Talking about picture frames past and present, Margreet asked me why I haven't written about frames, especially when I was well known and selling in the 1950s? In a way, she suggested, it would be of period interest. So here goes.
I suppose that those early frames surrounding portraits of queens, kings, noblemen, sailors, heroes and villains were carved beautifully out of wood and finished with gesso and gold leaf. They are generally works of art in themselves if we care to look at them closely. Later, with less noble sitters, there was less carving and more gesso used. Then came moulded gesso and gold leaf or gold paint. Machines have now mainly taken over the framer's art. But gesso is still much used - especially by the framers of international art. What is gesso?
Well, the girlfriend of a neighbour works for a famous framer in London. She tells me that gesso is not necessarily made of just chalk and glue, as I had supposed, but of many different powders and glue binders. And these vary, depending mainly on restoration work and the re-framing of "collector's art".
We have a large mirror in our bedroom that is surrounded by a gilded gesso moulding. This plaster stuff falls away from the wooden backing frame at the slightest touch. The gesso therefore, was of poor quality.
A 1933 painting in its original frame hangs on our wall with gesso moulding that is so strong that a hammer blow would hardly disturb it. So gesso quality is of great importance when dealing with frames that are not of the "manufactured" quality.
In the 1950s I believe there were far fewer framers around. And those that were, were very professional. Not only that but there was generally a close relationship between the artist and his/her framer. That closeness was, and is, good for framing.
I used Ernest Wheatley, who had a premises close to Carnaby Street in London. Two key men worked there. One was an Italian gilder, called Dino de Biasi, and the other, Len. Len was a genius. He could paint a frame by dragging various colours over it, and could cut a cardboard mount with a scalpel and by eye. He had amazing skills. I never used Robert Siell (if that was how his name was spelled). He would put a painting on an easel, stand back like an artist, and apply various mouldings before painting the appropriate one. I have a painting of a nude lady in one of his frames. His own design of a moulding for this is a simple spoon-shape, painted a dark grey, with the forward edge a ripple of gold leaf. It is a frame made by a master.

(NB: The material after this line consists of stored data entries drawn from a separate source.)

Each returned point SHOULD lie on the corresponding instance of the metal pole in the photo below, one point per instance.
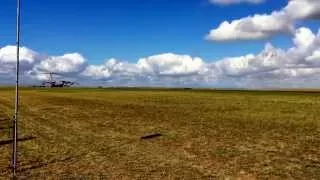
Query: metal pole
(16, 111)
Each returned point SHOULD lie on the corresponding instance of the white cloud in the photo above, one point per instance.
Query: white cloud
(298, 66)
(228, 2)
(262, 26)
(252, 27)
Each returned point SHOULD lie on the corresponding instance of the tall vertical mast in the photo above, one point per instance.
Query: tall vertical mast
(16, 111)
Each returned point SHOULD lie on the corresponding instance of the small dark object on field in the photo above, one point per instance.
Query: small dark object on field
(2, 120)
(10, 141)
(150, 136)
(9, 127)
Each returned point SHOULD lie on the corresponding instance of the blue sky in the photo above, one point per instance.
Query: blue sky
(129, 29)
(212, 43)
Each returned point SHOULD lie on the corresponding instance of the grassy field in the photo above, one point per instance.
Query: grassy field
(206, 134)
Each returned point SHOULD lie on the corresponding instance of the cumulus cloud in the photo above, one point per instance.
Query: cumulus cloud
(228, 2)
(262, 26)
(298, 66)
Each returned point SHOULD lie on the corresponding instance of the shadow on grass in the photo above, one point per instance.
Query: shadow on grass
(10, 141)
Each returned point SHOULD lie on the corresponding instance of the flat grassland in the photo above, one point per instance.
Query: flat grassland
(206, 134)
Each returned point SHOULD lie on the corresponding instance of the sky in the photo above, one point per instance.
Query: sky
(200, 43)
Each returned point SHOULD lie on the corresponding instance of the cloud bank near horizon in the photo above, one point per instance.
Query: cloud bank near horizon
(298, 66)
(262, 26)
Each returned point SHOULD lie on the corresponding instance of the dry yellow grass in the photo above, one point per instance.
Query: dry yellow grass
(206, 134)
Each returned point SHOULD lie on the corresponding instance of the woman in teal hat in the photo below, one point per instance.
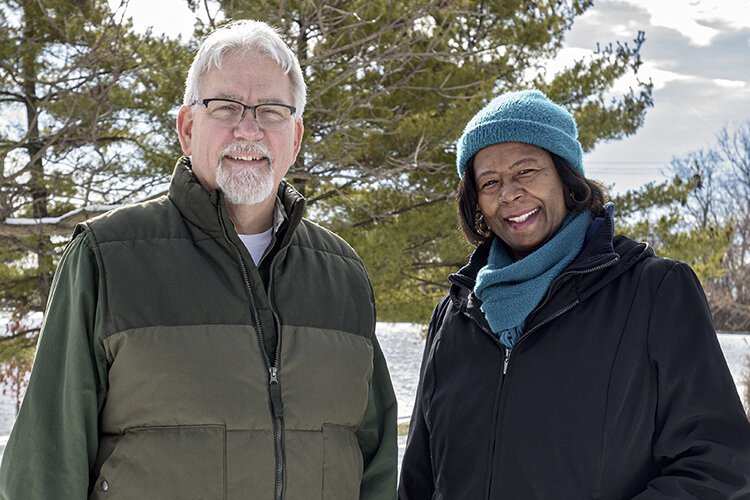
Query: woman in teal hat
(565, 362)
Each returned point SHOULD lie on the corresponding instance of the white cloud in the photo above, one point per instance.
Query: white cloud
(730, 84)
(692, 18)
(653, 70)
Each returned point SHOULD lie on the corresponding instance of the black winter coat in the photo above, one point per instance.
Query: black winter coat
(617, 389)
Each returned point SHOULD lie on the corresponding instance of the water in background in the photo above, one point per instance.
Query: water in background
(402, 345)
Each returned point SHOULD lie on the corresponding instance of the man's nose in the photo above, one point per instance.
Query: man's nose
(248, 127)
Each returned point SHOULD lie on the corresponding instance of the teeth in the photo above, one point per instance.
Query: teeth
(247, 158)
(523, 217)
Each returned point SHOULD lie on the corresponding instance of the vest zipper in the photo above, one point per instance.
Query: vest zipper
(274, 388)
(275, 391)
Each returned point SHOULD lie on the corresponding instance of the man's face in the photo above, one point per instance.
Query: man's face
(246, 161)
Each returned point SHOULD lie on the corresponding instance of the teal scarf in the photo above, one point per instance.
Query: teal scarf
(510, 290)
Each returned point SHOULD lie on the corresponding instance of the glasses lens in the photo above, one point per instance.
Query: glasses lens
(272, 115)
(225, 111)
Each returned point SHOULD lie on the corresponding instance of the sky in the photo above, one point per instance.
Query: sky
(697, 54)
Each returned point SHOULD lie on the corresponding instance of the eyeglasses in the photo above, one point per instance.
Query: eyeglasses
(269, 116)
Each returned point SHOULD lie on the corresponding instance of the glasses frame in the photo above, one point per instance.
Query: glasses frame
(245, 107)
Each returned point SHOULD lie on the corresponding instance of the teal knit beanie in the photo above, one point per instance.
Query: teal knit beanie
(527, 116)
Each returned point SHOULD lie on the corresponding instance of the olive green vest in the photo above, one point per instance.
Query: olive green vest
(189, 411)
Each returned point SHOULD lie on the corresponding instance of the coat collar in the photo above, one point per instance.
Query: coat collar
(602, 249)
(201, 207)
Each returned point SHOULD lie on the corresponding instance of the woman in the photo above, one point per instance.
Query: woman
(565, 362)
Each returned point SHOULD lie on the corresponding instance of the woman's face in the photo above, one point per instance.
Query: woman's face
(521, 195)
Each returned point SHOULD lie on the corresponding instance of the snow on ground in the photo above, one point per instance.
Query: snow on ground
(402, 345)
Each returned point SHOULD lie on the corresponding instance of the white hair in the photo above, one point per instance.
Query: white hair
(245, 35)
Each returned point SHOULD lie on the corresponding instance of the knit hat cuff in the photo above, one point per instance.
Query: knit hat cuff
(538, 134)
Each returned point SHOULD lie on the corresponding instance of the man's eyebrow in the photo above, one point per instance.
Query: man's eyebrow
(238, 98)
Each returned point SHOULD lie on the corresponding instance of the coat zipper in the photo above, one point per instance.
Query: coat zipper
(508, 351)
(274, 387)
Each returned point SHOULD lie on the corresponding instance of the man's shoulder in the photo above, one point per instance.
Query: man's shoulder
(316, 237)
(157, 218)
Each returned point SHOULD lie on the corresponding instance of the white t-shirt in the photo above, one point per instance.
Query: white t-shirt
(257, 243)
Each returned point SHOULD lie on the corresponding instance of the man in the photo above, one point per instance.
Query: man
(212, 343)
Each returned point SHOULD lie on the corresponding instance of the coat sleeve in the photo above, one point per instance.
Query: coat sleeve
(55, 439)
(702, 435)
(377, 434)
(417, 480)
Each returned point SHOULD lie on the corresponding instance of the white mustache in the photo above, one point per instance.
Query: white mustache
(247, 148)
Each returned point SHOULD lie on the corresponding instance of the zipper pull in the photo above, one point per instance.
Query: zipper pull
(274, 390)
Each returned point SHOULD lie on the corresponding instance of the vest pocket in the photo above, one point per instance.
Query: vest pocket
(342, 463)
(186, 462)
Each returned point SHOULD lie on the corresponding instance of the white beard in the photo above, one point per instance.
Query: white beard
(246, 186)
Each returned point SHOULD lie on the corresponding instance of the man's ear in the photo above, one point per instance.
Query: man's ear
(185, 128)
(299, 131)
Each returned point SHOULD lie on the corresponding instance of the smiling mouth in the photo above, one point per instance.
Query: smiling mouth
(523, 217)
(246, 157)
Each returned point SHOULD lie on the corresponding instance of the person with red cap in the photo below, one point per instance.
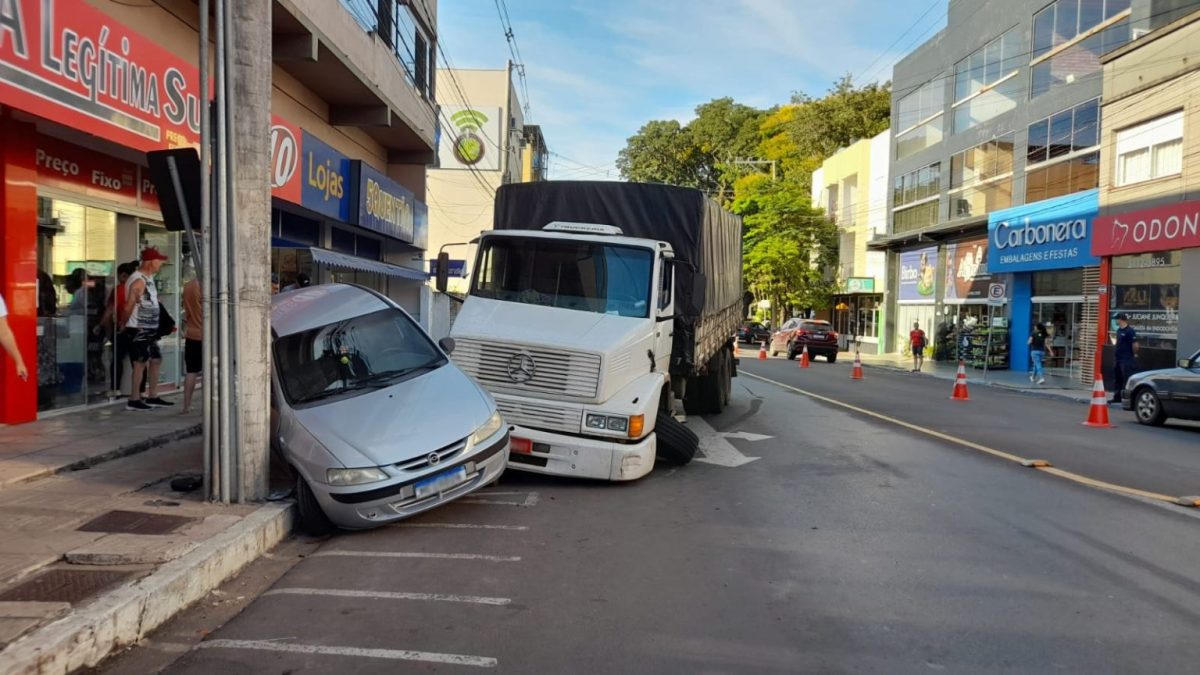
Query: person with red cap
(142, 328)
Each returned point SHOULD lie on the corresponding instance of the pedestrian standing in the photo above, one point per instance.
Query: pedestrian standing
(9, 341)
(1125, 356)
(193, 334)
(143, 311)
(1038, 351)
(917, 341)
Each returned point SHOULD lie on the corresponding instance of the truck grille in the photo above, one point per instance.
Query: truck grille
(555, 371)
(539, 416)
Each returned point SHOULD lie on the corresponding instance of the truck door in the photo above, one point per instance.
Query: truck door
(664, 326)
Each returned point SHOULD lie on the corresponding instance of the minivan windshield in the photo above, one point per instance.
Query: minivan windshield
(556, 273)
(364, 352)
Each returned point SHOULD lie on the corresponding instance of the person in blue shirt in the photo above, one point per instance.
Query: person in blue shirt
(1123, 356)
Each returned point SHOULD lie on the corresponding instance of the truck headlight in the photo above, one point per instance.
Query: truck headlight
(354, 476)
(486, 430)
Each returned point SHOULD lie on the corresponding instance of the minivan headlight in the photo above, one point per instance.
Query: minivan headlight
(354, 476)
(487, 430)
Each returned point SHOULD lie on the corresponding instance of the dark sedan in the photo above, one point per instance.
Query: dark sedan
(754, 333)
(1158, 394)
(798, 333)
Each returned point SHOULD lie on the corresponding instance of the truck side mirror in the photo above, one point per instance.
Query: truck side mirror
(443, 279)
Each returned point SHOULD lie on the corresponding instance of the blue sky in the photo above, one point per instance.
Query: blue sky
(598, 70)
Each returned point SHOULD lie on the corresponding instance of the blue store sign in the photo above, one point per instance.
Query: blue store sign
(327, 179)
(1049, 234)
(384, 205)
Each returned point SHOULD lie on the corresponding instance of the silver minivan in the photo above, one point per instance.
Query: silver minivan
(372, 416)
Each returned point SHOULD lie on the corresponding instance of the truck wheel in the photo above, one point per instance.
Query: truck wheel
(312, 519)
(677, 443)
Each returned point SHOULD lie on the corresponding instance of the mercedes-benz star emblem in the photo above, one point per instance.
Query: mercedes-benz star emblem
(521, 368)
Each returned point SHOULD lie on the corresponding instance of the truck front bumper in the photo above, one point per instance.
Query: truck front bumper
(559, 454)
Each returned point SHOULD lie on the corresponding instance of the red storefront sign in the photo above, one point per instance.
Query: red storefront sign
(287, 147)
(70, 167)
(1162, 228)
(67, 61)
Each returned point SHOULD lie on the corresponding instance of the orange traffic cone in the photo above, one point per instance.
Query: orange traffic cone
(960, 384)
(1098, 414)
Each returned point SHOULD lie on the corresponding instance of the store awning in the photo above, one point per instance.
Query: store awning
(333, 258)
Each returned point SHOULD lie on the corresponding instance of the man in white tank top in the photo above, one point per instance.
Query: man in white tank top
(142, 327)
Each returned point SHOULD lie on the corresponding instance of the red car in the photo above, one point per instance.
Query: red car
(817, 335)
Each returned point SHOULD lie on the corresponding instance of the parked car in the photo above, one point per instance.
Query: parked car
(797, 333)
(375, 419)
(1158, 394)
(754, 333)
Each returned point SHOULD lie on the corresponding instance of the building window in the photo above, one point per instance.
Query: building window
(984, 82)
(982, 178)
(919, 118)
(1062, 156)
(1069, 37)
(915, 198)
(1150, 150)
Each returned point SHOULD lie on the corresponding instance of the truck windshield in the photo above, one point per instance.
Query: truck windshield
(575, 275)
(360, 353)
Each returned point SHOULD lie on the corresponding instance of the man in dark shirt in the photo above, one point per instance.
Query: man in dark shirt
(1123, 356)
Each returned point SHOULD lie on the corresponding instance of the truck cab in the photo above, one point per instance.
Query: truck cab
(570, 328)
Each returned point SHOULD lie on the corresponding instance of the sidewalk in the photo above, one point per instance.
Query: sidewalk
(96, 549)
(1014, 380)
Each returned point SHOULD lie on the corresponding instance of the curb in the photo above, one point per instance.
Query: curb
(1036, 393)
(123, 452)
(131, 611)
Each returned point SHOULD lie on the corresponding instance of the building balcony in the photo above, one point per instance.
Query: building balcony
(366, 76)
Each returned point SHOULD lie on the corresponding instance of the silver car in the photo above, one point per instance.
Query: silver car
(377, 423)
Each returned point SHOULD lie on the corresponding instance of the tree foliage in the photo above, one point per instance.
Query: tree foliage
(789, 245)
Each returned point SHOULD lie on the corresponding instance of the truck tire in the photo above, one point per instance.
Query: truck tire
(677, 443)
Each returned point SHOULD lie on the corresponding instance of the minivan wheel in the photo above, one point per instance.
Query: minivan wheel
(677, 443)
(312, 519)
(1147, 407)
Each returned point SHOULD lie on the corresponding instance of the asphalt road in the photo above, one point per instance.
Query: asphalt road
(849, 545)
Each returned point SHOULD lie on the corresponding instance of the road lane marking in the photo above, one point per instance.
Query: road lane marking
(462, 526)
(388, 596)
(391, 655)
(419, 554)
(973, 446)
(715, 447)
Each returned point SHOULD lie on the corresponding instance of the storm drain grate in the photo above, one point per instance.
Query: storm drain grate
(136, 523)
(64, 585)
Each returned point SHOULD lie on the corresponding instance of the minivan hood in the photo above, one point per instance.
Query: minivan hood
(402, 422)
(484, 318)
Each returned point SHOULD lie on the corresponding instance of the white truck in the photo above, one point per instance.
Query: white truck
(595, 311)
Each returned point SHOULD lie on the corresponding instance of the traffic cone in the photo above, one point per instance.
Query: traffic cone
(1098, 414)
(960, 384)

Dino de Biasi left Wheatley to set up on his own, and I used him for a part gilded frame of some width around one of my first landscapes painted after the war. But the large area of gold detracted from the leafy green subject, so I had to rub a thin mixture of wax and oil colour over it to soften its power. The change was surprisingly successful. Dino left for Wales. I hope he did well there.
When someone buys a painting from me, I would rather that they have it framed by their own framer, but for the mounts on A4 small works I like to paint a mount around the subject to get the effect that I think is appropriate. And I don't pay much for the frames as I expect the new owners to have different ideas from mine.
My present framers are Llexia, run by a charming Japanese lady, called Matsue, and her husband Patrick.
I wrote earlier of the close relationships between artists and framers. Now came an even more surprising relationship between Patrick and myself.
I had taken into his shop one of my larger paintings to be framed for a one-man show at the Mayor Gallery, in Cork Street, London. It was one for the exhibition entitled "Aircraft Shadows". So we started to talk of aeroplanes, and he to learn that at one time in the war, when I was training to become a pilot, I was stationed at RAF Davidstow Moor in Cornwall with Coastal Command to gain operational experience. I was simply another pair of eyes and sitting in the co-pilot's seat of Warwick aeroplanes on the lookout for the highly armed German Condor aircraft. We had a lifeboat slung beneath the fuselage to drop toward baled-out aircrew. It transpired that Patrick's father was also at Davidstow as a pilot, flying the same aircraft. In the often rather casual way we treated flying then (there was no Health and Safety regulation), my name might or might not be in his logbook. So we looked up dates and they coincided. But instead of my name he had recorded "passenger".
So had we been shot down over the Bay of Biscay, drowned, and our bodies recovered, perhaps my gravestone would have simply stated "A Passenger".